Só um gesto, uma palavra e de repente ela não foi embora e
sempre esteve comigo mesmo no tempo do frio, quando a janela aberta deixava-o entrar pela noite e os animais noturnos trocavam impressões entre si. Não, nessa
altura estavas distante a aprender que nos tínhamos separado, tu explorando a
tua essência enquanto o meu corpo renascia num ambiente que não era o seu e
todos os dias aprendia e aprendia tanto sobre si. O bom, o mau. Tudo, essa
grande dimensão que é voltar a viver, voltar a ser, poder voar e o fazer.
"O fantástico não está fora do real, mas no sítio do real que de tão visível não se vê.", Vergílio Ferreira
quinta-feira, 27 de fevereiro de 2020
segunda-feira, 17 de fevereiro de 2020
sábado, 15 de fevereiro de 2020
[Klee]
Um dia um dos Deuses dar-nos-á as mãos e retirar-nos-á uma parte de nós mesmos entregando-nos um segredo escondido, tão escondido que sementeiras passarão sem que as flores apareçam. Mas desse segredo virá uma outra paisagem, tão diferente, tão completa como a primeira e tão difícil de pintar como todas elas o são.
sexta-feira, 14 de fevereiro de 2020
[Dali]
Não sei onde se fecham as portas, sei de infernos que
subitamente aparecem, mas também se vão. Sei de flores que crescem, botões que
resistem, sei de um céu que permanece mesmo nas alturas em que os meus olhos
escureciam e não acreditavam que para além das nuvens existem rastos de raios.
Nem sempre as linhas são certas e certo é o presente que nos engana, não há fio
de prumo que nos leve de bruços, somente descidas tempestuosas e a espera
prolonga-se até o céu clarear mesmo que demore anos a acontecer.
terça-feira, 4 de fevereiro de 2020
[Dali]
Onde as flores despontam, onde as ervas vingam, onde as
oliveiras respiram encontro-te uma e outra vez. Tem os olhos escondidos por
entre as folhas prateadas, os ramos finos que escondem o teu corpo. Vigias-me
sorrateiramente como amante sempre presente, sinto o teu calor na pequena brisa
que vem ao meu encontro. Não preciso de te ver para sentir as tuas mãos nas
minhas, a pele retém a memória, os lábios estão quentes e os meus passos são
apressados sempre que percorro o caminho porque sei que lá estarás.
À noite, quando as estrelas estão escondidas nas brumas do
inverno, quando a minha vela acende por ti, a chama treme ligeiramente. São as
paredes brancas a anunciar a tua sombra.
segunda-feira, 3 de fevereiro de 2020
“Desta vez é certo”, dizia um dos poemas do livro “365
Histórias de Encantar”,
- Desta vez é certo! – Enquanto abria pela primeira vez a
caixa do berbequim e tentava montar o punho auxiliar.
Para que serviria aquela palheta amarela? Não me parecia que
a broca encaixasse na ranhura.
Abro o manual, há sempre um manual complicado, nada explícito,
sem bonecada necessária com as
instruções passo a passo como eu preciso. Não, não mostra como se põe o punho e
quando dou por mim está tudo desmontado. Olho de novo para aquele instrumento
estranho, não pode ser difícil, tenho visto o meu amigo a utilizar aquilo
tantas vezes e nunca o vi meia hora à volta de um berbequim.

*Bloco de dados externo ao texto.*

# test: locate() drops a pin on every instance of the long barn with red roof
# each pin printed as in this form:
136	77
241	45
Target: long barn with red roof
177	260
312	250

Olho de novo, será tipo lego? Tento encaixar o orifício com
cuidado pela parte da frente, vá lá, entrou, agora é só montar tudo de novo e
rezar para que não sobrem peças. Só falta encarar a parede, a bucha e o
parafuso.
A broca sabia qual era, não estava tão mal quanto pensava. Faço
um ponto na parede, ligo aquela coisa barulhenta quando apercebo-me que tem
duas velocidades. Afinal não li o manual como deve ser. Furo, furo, a broca
fica na parede, tiro-a, coloco-a de novo, furo até que tento pôr a bucha com a
ajuda de um martelo.
- Uma já estraguei. – Resmungo com os meus botões enquanto
furo um pouco mais, coloco outra e dou-lhe uma martelada. A seguir o parafuso.
Admiro a minha obra de arte maravilhada. Ainda bem que a
parede vai ser pintada porque devia ter colocado um pano quando usei o martelo.